Lisiak was arrested Tuesday on three counts of suspicion of stalking, a day after police released a photograph of him taken by a video surveillance camera outside the doctor's office.

When officers arrested him, they found a dead bird in his car, police said, adding that Lisiak had planned to deliver a fifth package Friday.

Lisiak told detectives his dead fiancee told him in a dream that the doctor had placed a curse on her and he needed to deliver five packages of dead animals to his office to lift the spell.

Lt. Ron Holladay said Lisiak told detectives the doctor had treated his fiancee for an ulcer in San Francisco in the late 1990s. He claimed the woman died of a hemorrhage because the doctor refused to further treat the indigent woman.

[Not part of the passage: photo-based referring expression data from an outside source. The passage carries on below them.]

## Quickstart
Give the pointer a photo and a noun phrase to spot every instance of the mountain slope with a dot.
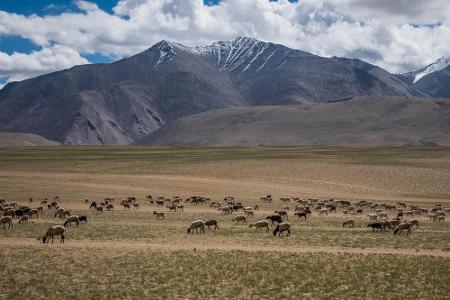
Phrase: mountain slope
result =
(433, 80)
(8, 139)
(359, 121)
(121, 102)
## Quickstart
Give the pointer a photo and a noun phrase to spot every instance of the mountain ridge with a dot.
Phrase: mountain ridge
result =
(120, 102)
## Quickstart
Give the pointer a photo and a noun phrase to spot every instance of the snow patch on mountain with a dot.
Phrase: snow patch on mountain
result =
(437, 66)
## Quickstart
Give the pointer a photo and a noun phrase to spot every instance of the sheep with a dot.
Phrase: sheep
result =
(281, 227)
(382, 216)
(275, 218)
(72, 219)
(172, 207)
(323, 211)
(225, 210)
(212, 223)
(282, 213)
(301, 214)
(33, 212)
(249, 212)
(240, 218)
(23, 219)
(372, 217)
(196, 225)
(52, 231)
(375, 225)
(414, 222)
(6, 220)
(439, 218)
(402, 227)
(61, 212)
(349, 223)
(409, 213)
(214, 204)
(260, 224)
(159, 215)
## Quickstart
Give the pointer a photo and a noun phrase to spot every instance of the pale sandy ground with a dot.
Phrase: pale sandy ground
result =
(199, 246)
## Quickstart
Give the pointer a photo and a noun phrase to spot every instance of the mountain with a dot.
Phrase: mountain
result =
(432, 80)
(363, 121)
(121, 102)
(8, 139)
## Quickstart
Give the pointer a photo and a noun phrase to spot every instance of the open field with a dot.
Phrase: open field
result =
(130, 254)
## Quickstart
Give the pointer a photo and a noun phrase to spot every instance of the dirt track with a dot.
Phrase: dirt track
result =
(139, 246)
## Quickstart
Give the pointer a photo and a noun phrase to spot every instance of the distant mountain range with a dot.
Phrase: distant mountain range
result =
(124, 101)
(433, 80)
(361, 121)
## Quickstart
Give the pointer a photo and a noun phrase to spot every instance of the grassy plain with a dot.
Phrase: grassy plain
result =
(130, 254)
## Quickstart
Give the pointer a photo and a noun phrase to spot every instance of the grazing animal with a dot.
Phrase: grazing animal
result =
(372, 217)
(349, 223)
(52, 231)
(72, 219)
(249, 213)
(159, 215)
(210, 223)
(301, 214)
(225, 210)
(33, 212)
(323, 211)
(6, 220)
(414, 222)
(382, 216)
(282, 213)
(282, 227)
(402, 227)
(196, 225)
(61, 212)
(241, 218)
(275, 218)
(439, 218)
(260, 224)
(172, 207)
(376, 226)
(23, 219)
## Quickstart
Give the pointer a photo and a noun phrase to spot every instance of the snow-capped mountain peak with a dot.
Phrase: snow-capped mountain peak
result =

"We've disproved that because the doctor never even practiced there," Holladay told the Reno Gazette-Journal.

Lisiak was convicted last year of two counts of stalking a Reno man, his wife and two children, with whom he was acquainted.

During his sentencing, the father said Lisiak began stalking the family with hang-up phone calls that escalated to heavy breathing and later, to "awful screams and animal imitations."

The family was granted a protection order, which Lisiak violated, according to court records. He was placed on house arrest in July 2002 for the violation.

Once, Lisiak visited the school of the man's daughter and asked the principal details about the girl, the father said.

"Stanley was becoming our family's personal terrorist," the man said in his statement to the court. "We felt we were being hunted."

Lisiak denied stalking the family and said he was falsely accused, according to court records. He told the judge he pleaded guilty to "get rid of the case."

He was sentenced to time served and placed on a maximum three years probation, according to court records. Under terms of his probation, he was ordered to complete mental health counseling and take prescribed drugs.

Lisiak said the medications made him ill and didn't like to take them, court records show.